PARALEL MESAJI: RABBİM VURDU ZATEN
Burada bir konuya sizlerin dikkatini çekmekte fayda görüyorum. Unutmayın; yanlışın en tehlikelisi, doğruya en yakın olandır. Suret-i Hak’tan görünenler, fark edilmesi en zor olanlardır. Maalesef biz bu konuda son dönemde çok büyük sıkıntılar yaşadık, halen de yaşıyoruz. Ülkemizde 40 yıl boyunca devlet içinde gizli bir şekilde örgütlenen, hizmet, eğitim, yardım diyerek insanımızı kandıran bir yapı, en büyük zararı gençlerimize verdi. Uzun dönem ülkemizin başarılı çocukları paralel ihanet çetesi tarafından kandırıldı, kullanıldı. Bu ülkenin evlatları, iyi niyetlerinin kurbanı oldu. 2.5 yıldır bu örgütle yoğun bir mücadele içindeyiz. Bir taraftan örgütün devlet yapımızda ve milletimizin gönlünde açtığı yaraları sarmaya çalışıyoruz; diğer taraftan da dünyanın her yerinde bu çetenin kirli yüzünü deşifre ediyoruz.
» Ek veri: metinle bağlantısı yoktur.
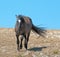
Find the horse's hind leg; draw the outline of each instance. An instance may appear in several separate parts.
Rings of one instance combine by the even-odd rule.
[[[16,38],[17,38],[17,50],[19,51],[19,36],[16,35]]]
[[[21,37],[20,49],[22,49],[23,36]]]
[[[24,46],[25,46],[26,49],[27,49],[27,46],[28,46],[29,36],[30,36],[30,33],[27,36],[25,36],[25,44],[24,44]]]
[[[26,38],[26,35],[24,37],[25,37],[24,47],[27,49],[27,38]]]

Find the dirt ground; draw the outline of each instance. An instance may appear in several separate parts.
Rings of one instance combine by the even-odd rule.
[[[42,38],[31,33],[28,50],[23,41],[23,49],[17,51],[14,29],[0,28],[0,57],[60,57],[60,38]]]

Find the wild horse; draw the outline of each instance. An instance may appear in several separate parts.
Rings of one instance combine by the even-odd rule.
[[[15,25],[15,32],[16,32],[18,50],[22,49],[23,38],[25,38],[24,47],[27,49],[31,30],[35,31],[37,34],[39,34],[41,36],[44,36],[45,30],[33,25],[30,17],[23,16],[23,15],[17,15],[16,18],[17,18],[17,21],[16,21],[16,25]],[[19,43],[19,36],[22,36],[20,38],[21,39],[20,43]]]

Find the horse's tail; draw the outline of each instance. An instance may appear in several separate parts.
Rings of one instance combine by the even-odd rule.
[[[37,34],[45,37],[46,30],[45,30],[44,28],[36,27],[36,26],[34,26],[34,25],[32,24],[32,30],[33,30],[34,32],[36,32]]]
Sizlerden, ellerine geçen her fırsatı ülkemizi karalamak için kullanan bu şer şebekesine asla prim vermemenizi bekliyorum. (Sloganlar üzerine) Sevgili gençler Rabbim vurdu zaten. Bu yapının tezviratlarına karşı hakkı ve hakikati anlatacak olan sizlersiniz.

BAKMADAN GEÇME!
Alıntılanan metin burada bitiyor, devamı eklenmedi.